Keith Morris, a financial adviser himself, and a former Explorers walk-on, isn’t arguing with the intent of the IRS memo. He gets it. He sees all sorts of financial finagling in big-time sports. To his thinking, the big boys won’t be hurt by this.

Consider that many colleges with billion-dollar endowments and robust athletic programs are themselves registered as nonprofits. But the memo goes through all sorts of precedents.
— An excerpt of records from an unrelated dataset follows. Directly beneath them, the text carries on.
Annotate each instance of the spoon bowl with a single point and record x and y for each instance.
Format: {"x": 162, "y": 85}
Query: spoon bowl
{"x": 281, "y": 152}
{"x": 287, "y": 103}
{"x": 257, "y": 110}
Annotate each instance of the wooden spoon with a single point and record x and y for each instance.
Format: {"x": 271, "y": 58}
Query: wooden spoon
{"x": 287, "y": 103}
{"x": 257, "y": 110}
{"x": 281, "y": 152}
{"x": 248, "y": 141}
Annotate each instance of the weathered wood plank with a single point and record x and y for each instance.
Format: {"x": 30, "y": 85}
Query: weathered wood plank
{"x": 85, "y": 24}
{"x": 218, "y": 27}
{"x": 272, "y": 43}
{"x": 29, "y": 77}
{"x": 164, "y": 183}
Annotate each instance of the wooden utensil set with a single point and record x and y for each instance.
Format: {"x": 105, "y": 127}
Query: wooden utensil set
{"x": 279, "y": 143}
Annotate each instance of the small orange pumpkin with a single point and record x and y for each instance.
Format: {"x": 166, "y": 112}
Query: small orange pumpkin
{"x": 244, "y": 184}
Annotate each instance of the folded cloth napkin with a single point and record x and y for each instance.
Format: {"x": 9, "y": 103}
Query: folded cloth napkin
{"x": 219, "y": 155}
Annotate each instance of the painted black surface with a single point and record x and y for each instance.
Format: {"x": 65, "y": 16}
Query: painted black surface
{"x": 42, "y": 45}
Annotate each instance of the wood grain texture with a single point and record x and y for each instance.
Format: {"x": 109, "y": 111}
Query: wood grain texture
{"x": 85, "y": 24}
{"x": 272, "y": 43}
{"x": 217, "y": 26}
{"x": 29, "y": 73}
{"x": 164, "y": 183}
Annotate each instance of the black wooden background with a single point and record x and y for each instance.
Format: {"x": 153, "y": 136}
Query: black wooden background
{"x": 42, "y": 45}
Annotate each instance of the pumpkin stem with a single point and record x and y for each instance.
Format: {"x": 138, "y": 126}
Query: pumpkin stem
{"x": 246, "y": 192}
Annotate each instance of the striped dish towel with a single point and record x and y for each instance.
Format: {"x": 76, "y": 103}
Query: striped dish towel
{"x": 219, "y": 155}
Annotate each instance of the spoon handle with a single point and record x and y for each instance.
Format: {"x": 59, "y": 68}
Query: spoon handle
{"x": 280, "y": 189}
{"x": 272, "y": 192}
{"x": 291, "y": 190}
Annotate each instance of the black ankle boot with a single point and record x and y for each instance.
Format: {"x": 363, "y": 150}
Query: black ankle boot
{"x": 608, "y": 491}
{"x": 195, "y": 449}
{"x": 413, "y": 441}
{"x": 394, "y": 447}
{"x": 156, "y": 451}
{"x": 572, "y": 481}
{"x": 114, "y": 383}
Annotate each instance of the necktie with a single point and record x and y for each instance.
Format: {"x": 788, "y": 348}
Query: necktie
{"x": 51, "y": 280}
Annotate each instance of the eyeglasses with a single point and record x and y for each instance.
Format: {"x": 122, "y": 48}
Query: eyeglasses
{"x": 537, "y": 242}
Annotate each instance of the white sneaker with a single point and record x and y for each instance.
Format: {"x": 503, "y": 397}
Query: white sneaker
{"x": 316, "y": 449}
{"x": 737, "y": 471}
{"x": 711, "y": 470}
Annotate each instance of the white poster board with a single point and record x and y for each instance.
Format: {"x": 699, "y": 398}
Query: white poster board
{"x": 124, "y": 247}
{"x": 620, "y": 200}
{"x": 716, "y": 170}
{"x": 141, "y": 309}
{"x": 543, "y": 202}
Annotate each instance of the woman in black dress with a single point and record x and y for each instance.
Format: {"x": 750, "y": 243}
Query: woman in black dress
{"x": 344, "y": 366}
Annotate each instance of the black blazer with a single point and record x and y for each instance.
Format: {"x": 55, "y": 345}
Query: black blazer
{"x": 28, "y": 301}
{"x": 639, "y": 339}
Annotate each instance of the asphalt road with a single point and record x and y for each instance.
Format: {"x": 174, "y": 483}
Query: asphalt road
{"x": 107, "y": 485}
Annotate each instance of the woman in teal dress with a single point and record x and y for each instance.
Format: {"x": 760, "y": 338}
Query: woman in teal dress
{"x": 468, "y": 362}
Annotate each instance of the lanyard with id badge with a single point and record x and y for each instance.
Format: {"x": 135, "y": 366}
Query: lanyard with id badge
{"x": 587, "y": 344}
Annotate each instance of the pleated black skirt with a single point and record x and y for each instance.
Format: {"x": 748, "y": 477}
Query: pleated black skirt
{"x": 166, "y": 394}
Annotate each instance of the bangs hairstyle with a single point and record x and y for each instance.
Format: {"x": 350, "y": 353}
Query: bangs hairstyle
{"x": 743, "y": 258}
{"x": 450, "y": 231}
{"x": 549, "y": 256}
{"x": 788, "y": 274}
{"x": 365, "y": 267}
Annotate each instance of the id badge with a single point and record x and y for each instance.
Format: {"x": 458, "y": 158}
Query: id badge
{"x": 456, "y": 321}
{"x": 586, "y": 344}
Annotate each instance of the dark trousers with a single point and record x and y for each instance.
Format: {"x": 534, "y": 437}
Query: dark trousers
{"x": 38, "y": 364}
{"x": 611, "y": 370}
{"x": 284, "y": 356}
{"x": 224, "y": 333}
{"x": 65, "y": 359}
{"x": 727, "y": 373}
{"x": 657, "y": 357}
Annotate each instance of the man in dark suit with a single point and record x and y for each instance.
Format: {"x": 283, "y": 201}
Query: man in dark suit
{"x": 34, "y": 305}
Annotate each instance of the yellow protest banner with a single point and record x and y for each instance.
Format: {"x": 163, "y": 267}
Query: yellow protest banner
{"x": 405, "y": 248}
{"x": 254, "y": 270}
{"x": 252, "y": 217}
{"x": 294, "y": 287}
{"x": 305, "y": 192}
For instance, a 1975 ruling held that an organization formed by the residents of a city block to beautify and preserve that block did not qualify for exemption because “the restricted nature of the organization’s membership and the limited area in which its improvements were made indicated that the organization was organized and operated to serve private interests by enhancing the value of its members’ property rights.”

“I just think it hurts La Salle,” Morris said of this memo. “We’re trying to scrape together every dollar we can. It’s peanuts, what we raised, 15 or 20 grand. But this knocks out some of the mom-and-pop donations, and at a place like La Salle, it’s one more kick in the pants.”